Saci Lloyd's website has a brilliant book trailer for the diaries.
The Guardian story about the film of the The Carbon Diaries

Wednesday, November 9, 2011

Book 20 - Burn my heart by Beverley Naidoo - Kenya

Matthew and Mugo - two boys who live on the same Kenyan land. Both their families see the land as their own. Mugo's grandfather left the land to fight for his country and when he returned found it had been given to Matthew's father. He left his son (Mugo's father) to work for the white family now claiming his land so he could watch over it. Matthew has no knowledge of this but Mugo knows more than it is wise to let the boss's son know. Mugo is the kitchen hand but he is often drawn into Matthew's games and adventures. The have an uneasy friendship which becomes even more comlicated as Matthew is sent off to a white boys boarding school and becomes friends with other white landowners sons. Mugo's own big brother is implicated in Mau Mau activity and both families find themselves in opposing sides of a land conflict which is growing every day.
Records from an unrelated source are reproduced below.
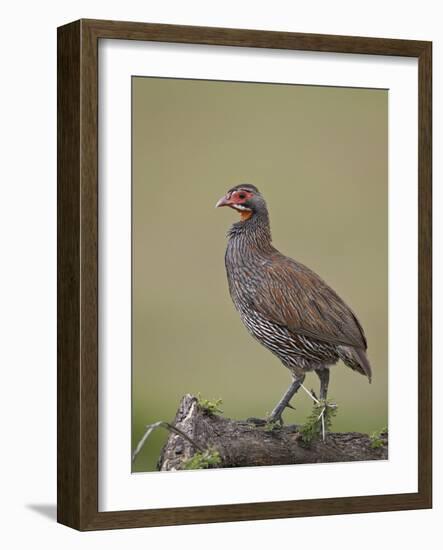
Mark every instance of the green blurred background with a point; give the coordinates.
(319, 155)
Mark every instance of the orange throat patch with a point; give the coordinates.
(245, 215)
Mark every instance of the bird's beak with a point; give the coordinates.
(224, 201)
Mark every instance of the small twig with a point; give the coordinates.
(162, 424)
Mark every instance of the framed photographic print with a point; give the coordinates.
(208, 369)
Kenya in the 1950s saw a Mau Mau uprising, when native Kenyans tried to reclaim their land by force several decades after white settlers came and claimed the land as their own. The Mau Mau uprising was bloody and violent. Violence stemming from both the whites in power upon suspected participants as well as Kenyans turning against fellow Kenyans who did not want to participate. 12,000-20,000 Kenyans died.
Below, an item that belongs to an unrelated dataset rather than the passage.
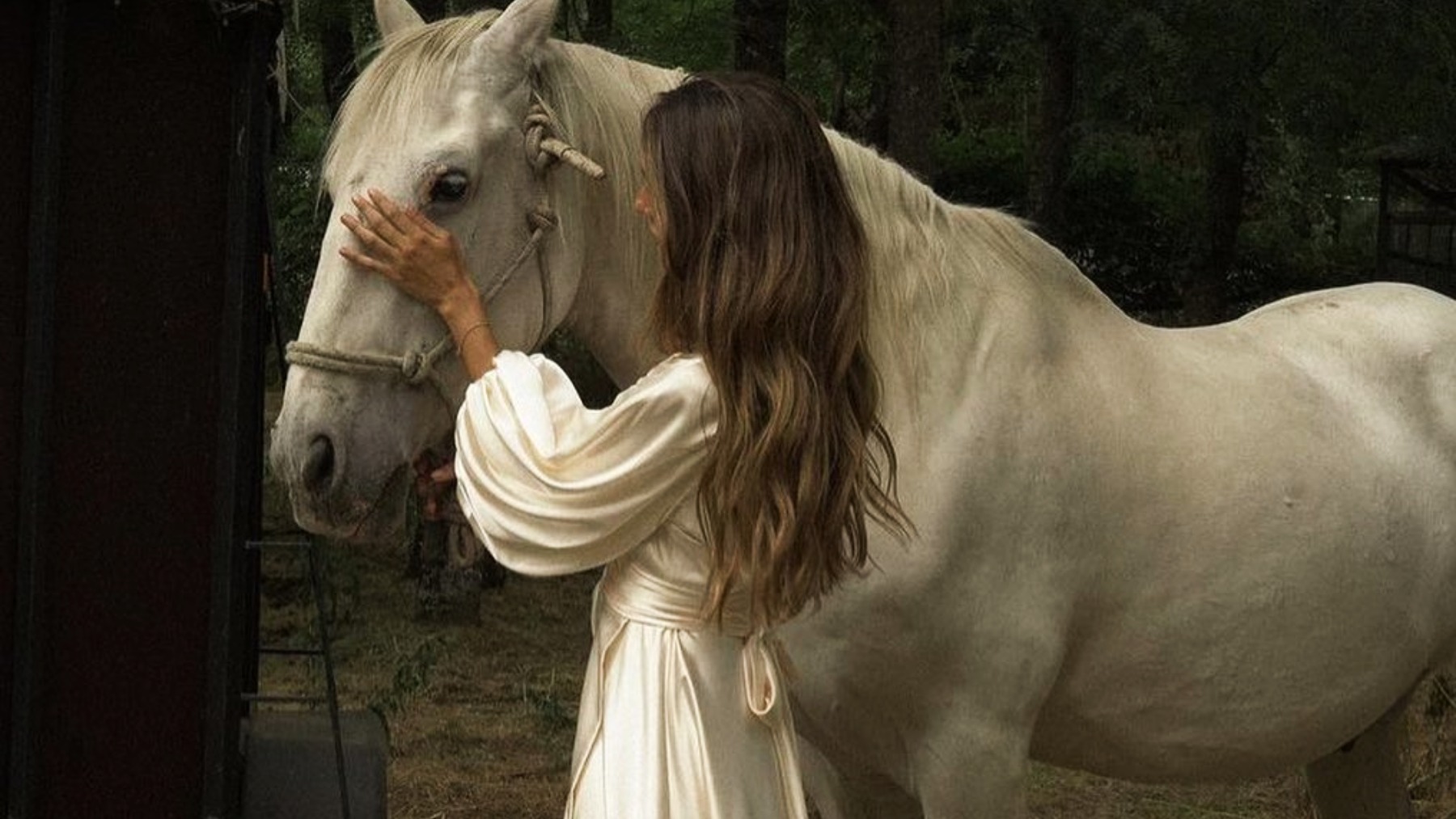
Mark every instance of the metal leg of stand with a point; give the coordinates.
(324, 651)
Beverley Naidoo is an accomplished writer who brings great insight into African life into all her writings. This novel is no exception. It has much that will lead to great discussion for readers. The obvious theme of loyalty is explored - loyalty to friends, loyalty to family, loyalty to your own people.

The cover art is well done. I like how the front cover shows a face and the head lookslike a heart. Below is the full jacket with the other side of the friendship shown.
 Beverley Naidoo's website with details of the book
The Guardian's review.

Tuesday, November 8, 2011

Community and Service - serving the toughest community.....
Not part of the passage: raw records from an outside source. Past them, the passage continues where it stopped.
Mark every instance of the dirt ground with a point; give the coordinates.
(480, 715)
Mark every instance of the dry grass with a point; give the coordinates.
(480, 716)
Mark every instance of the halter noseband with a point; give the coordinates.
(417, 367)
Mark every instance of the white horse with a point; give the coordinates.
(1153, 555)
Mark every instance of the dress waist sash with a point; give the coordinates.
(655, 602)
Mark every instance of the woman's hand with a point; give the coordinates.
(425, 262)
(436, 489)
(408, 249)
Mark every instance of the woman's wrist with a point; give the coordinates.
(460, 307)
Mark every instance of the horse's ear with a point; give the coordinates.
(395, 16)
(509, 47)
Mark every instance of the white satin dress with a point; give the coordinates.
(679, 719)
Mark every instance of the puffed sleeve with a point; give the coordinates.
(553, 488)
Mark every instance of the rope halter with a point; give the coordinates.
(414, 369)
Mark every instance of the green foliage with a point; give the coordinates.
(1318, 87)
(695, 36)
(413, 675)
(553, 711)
This week we started our Student Librarian programme again. We have run the programme every year I have been at IICS and it has experienced revision and improvement every year. This year we have a more strucured approach to the link between Student Librarianship and our Community and Service programme. All our students involved in Community and Service must complete their journals on managebac. Also they have to represent a country at our International Day and raise money for a project within that country - more on that later.

Let me introduce you to our library team. Our 8 enthusiastic young men from grades 7 - 9 are running the library four out of five lunchtimes a week. Each lunchtime sees them in a team of four completing four distinct roles - the desk, shelving, displays and team leader/patron assistance. The roles change everytime they are on duty so everyone gets to work in all four roles throughout the weeks. Some students have volunteered one lunchtime a week others three - depending on other commitments they have. Our first training session was after school last Wednesday. The students discussed how their contribution to the library team will help our school out work its mission statement. What qualities in the IB learner profile are strengthened and developed by being on the library team. The students' answers were amazing. These are thoughtful, intelligent students who see how they make a difference in our school.

Our team has chosen Nepal for International Day. We are raising funds to buy library books for Shree Mangal Dvip School for Himalayan Children, through With our team of students, who are all non-native English speaking boys, we hope to raise the English and literacy levels of the boys at SMD (whose literacy rate is quite lower than the girls') by purchasing books that might appeal to boys. There is a wishlist on Amazon, containing many books requested by the boys. We will also purchase those books of the highest desire on the wishlist, regardless of gender interest. Quite an exciting link. The boys are creating a game that people attending International Day will pay to play. Let's hope they raise lots of money for this school library.

I admire these young men - they are serving the toughest community, their own peers, and doing it with great enthusiasm.